- Directed by: Chris Waitt
- Produced by: Henry Trotter Mary Burke
- Starring: Alexandra Boyarskaya Danielle McLeod Olivia Trench Chris Waitt Hilary Waitt Mary Burke
- Cinematography: Steven Mochrie
- Edited by: Mark Atkins Chris Dickens Henry Trotter
- Music by: Chris Waitt Beck Grizzly Bear Born Ruffians
- Production companies: Film4 Productions UK Film Council EM Media Screen Yorkshire Warp X
- Distributed by: Optimum Releasing
- Release dates: 19 January 2008 (Sundance Film Festival); 27 June 2008 (United Kingdom);
- Running time: 90 minutes
- Country: United Kingdom
- Language: English

= A Complete History of My Sexual Failures =

A Complete History of My Sexual Failures is a 2008 British documentary film directed by Chris Waitt who also starred as the main character and composed some of the music. The film was part of the "World Cinema Documentary Competition" at the 2008 Sundance Film Festival.

==Synopsis==
Filmmaker Chris Waitt sets out on a quest to find out why his romantic relationships have ended in complete failure. Tracking down almost all of his former lovers, he finds a general resentment, stemming from his constant unreliability. He then sets out to test different approaches that will prepare him for true love, and a lasting relationship.

==Reception==
Reviews of the film were mixed, with Rotten Tomatoes giving the film 56%. Dennis Harvey, writing for Variety, was generally positive, and commended Waitt for his willingness "to appear a complete (though endearing) ass", while suspecting he was not quite as dumb as he appeared. The Independent, The Independent on Sunday, The Times, The Financial Times and The Sun all gave the movie four stars.

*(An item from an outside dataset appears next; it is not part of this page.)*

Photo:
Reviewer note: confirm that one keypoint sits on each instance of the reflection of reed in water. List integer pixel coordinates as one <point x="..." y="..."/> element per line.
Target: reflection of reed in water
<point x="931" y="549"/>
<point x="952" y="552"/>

The Daily Telegraphs Mike McCahill, doubting the veracity of Waitt's story, concluded that "It's a display of gross bad faith both as documentarist and lover, and its subject probably deserves never to get laid again."

On the other hand, Toby Young writing in The Independent, despite thinking that "If Waitt was an employee of the BBC he'd be dragged before a series of committees before being tossed into the street" nonetheless concluded that "this doesn't matter at all" as the film was "so funny I thought I would pass out".

==Remake==
In March 2009, Variety announced that Universal Pictures had bought the remake rights for the movie, and intend to produce a narrative feature remake to be directed by Jay Roach, and produced by Neal Moritz from a script by Jay Reiss. Chris Waitt and Henry Trotter (producer of the original documentary) will executive produce.